高效地多处理字符串数组答案

【问题标题】：Multiprocessing an array of strings efficiently高效地多处理字符串数组
【发布时间】：2019-05-02 08:25:22
【问题描述】：

我有一个需要处理的字符串数组。由于字符串可以独立处理，所以我是并行执行的：

import multiprocessing
import numpy as np

def func(x):
    ls = ["this", "is"]
    return [i.upper() for i in x.split(' ') if i not in ls]

arr = np.asarray(["this is a test", "this is not a test", "see my good example"])
pool = multiprocessing.Pool(processes=2)
tst = pool.map(func, arr)
pool.close()

我的问题如下：在减少内存使用和 CPU 时间方面，有什么明显的方法可以改进我的代码吗？比如

在 func 中使用 numpy 数组？
使用 Python 列表而不是 numpy 数组？
...?

【问题讨论】：

你为什么使用 numpy 数组？
@roganjosh 我的印象是 Python 列表更受欢迎，因为它们更有效（那么我可能错了......？）
是的 :) Numpy 数组在本质上并不比列表更有效。在很多情况下（例如，在循环中追加）它们速度较慢。只有在您对它们使用 numpy 方法时，它们才真正起作用；然后它们可以超过列表操作几个数量级。但并不是所有事情都可以用数组来完成
如果ls 在您的实际问题中实际上相当大，您首先要尝试将其转换为set
@roganjosh 这是+100 字，所以我肯定会这样做。 arr也很长，一百万多。

标签： python arrays string performance multiprocessing

【解决方案1】：

您可以使用 numpy frompyfunc 向量化整个执行。这比原生 Python 实现要快得多。

import numpy as np
import functools


def func(x):    
    ls = ["this", "is"]
    print( [i.upper() for i in x.split(',') if i not in ls])

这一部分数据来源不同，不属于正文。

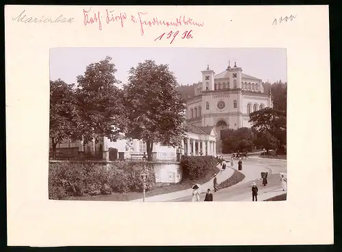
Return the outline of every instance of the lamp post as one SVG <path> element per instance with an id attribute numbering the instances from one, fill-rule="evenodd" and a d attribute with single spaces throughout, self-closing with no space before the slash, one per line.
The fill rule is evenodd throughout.
<path id="1" fill-rule="evenodd" d="M 148 170 L 146 166 L 144 166 L 140 177 L 142 180 L 142 202 L 145 202 L 145 189 L 146 188 L 146 179 L 148 177 Z"/>

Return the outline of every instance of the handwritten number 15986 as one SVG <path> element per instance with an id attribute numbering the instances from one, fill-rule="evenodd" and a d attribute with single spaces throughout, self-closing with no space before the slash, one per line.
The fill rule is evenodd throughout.
<path id="1" fill-rule="evenodd" d="M 189 39 L 189 38 L 192 38 L 192 30 L 190 30 L 190 31 L 185 31 L 184 32 L 181 38 L 182 39 L 184 39 L 184 38 L 186 38 L 186 39 Z M 170 39 L 171 37 L 172 37 L 172 39 L 171 40 L 171 42 L 170 42 L 170 44 L 172 44 L 172 42 L 173 40 L 174 40 L 174 39 L 177 37 L 178 34 L 179 34 L 179 31 L 176 31 L 176 32 L 170 32 L 168 35 L 166 36 L 166 38 L 167 39 Z M 161 34 L 161 36 L 159 36 L 158 38 L 157 38 L 156 39 L 155 39 L 155 41 L 157 40 L 161 40 L 161 38 L 163 38 L 163 37 L 164 36 L 164 35 L 166 34 L 166 32 L 164 32 L 163 34 Z"/>

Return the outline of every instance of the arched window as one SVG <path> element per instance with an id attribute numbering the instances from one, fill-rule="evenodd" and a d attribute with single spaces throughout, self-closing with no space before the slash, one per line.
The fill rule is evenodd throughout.
<path id="1" fill-rule="evenodd" d="M 247 114 L 250 114 L 252 112 L 252 104 L 248 103 L 247 105 Z"/>

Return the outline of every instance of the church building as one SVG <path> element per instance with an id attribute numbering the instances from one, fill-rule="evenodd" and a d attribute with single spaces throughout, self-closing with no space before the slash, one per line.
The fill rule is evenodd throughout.
<path id="1" fill-rule="evenodd" d="M 218 134 L 216 149 L 221 149 L 221 131 L 250 127 L 250 113 L 272 108 L 270 93 L 265 93 L 262 80 L 242 73 L 235 62 L 215 74 L 209 68 L 202 71 L 202 81 L 194 86 L 195 96 L 187 99 L 187 124 L 212 126 Z"/>

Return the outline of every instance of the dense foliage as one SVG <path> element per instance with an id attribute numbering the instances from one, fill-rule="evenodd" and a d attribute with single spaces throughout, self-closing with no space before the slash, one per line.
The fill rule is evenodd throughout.
<path id="1" fill-rule="evenodd" d="M 185 134 L 185 101 L 176 90 L 173 73 L 153 60 L 139 63 L 129 71 L 124 86 L 127 112 L 125 136 L 146 143 L 148 160 L 152 160 L 155 142 L 181 147 Z"/>
<path id="2" fill-rule="evenodd" d="M 181 166 L 183 180 L 196 180 L 215 170 L 218 160 L 212 156 L 183 156 Z"/>
<path id="3" fill-rule="evenodd" d="M 146 190 L 155 187 L 153 167 L 147 166 Z M 122 162 L 111 164 L 63 162 L 49 167 L 49 198 L 64 199 L 71 196 L 142 192 L 140 171 Z"/>

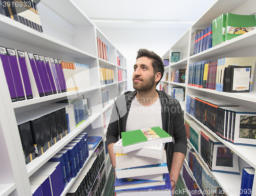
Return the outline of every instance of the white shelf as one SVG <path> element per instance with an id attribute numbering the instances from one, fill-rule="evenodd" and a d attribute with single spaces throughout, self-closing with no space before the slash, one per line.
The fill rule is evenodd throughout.
<path id="1" fill-rule="evenodd" d="M 205 167 L 208 169 L 209 172 L 211 174 L 212 177 L 215 179 L 216 181 L 219 183 L 219 185 L 221 187 L 222 189 L 225 191 L 227 196 L 240 196 L 240 192 L 234 192 L 234 193 L 229 193 L 231 192 L 231 190 L 240 190 L 241 187 L 241 181 L 242 177 L 240 175 L 236 175 L 229 173 L 221 173 L 218 172 L 212 172 L 209 169 L 208 165 L 204 162 L 204 160 L 201 156 L 198 154 L 196 148 L 194 147 L 192 144 L 187 140 L 188 143 L 193 148 L 197 155 L 199 157 L 201 160 L 203 162 Z M 232 180 L 230 180 L 232 179 Z M 235 191 L 236 192 L 236 191 Z"/>
<path id="2" fill-rule="evenodd" d="M 182 64 L 187 64 L 187 58 L 185 58 L 184 59 L 182 59 L 178 62 L 175 62 L 174 63 L 170 64 L 170 67 L 180 66 Z"/>
<path id="3" fill-rule="evenodd" d="M 60 98 L 64 98 L 69 97 L 74 95 L 79 95 L 88 93 L 90 91 L 97 90 L 99 88 L 99 86 L 91 86 L 88 89 L 82 89 L 78 91 L 74 91 L 69 92 L 65 92 L 55 95 L 51 95 L 47 96 L 35 98 L 31 99 L 26 100 L 20 101 L 16 101 L 12 103 L 13 108 L 23 107 L 24 106 L 31 105 L 33 104 L 39 103 L 45 101 L 54 100 Z"/>
<path id="4" fill-rule="evenodd" d="M 186 84 L 185 83 L 178 83 L 178 82 L 168 82 L 170 84 L 178 85 L 178 86 L 186 87 Z"/>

x = np.array(["this is a test", "this is not a test", "see my good example"])
np.frompyfunc(func,1,1)(x)

【讨论】：

会比使用Joblib 或multiprocessing 并行化更快吗？
这就是文档所说的向量化比正常实现更快，numpy vectorize 是原始函数 frompyfunc() 的包装器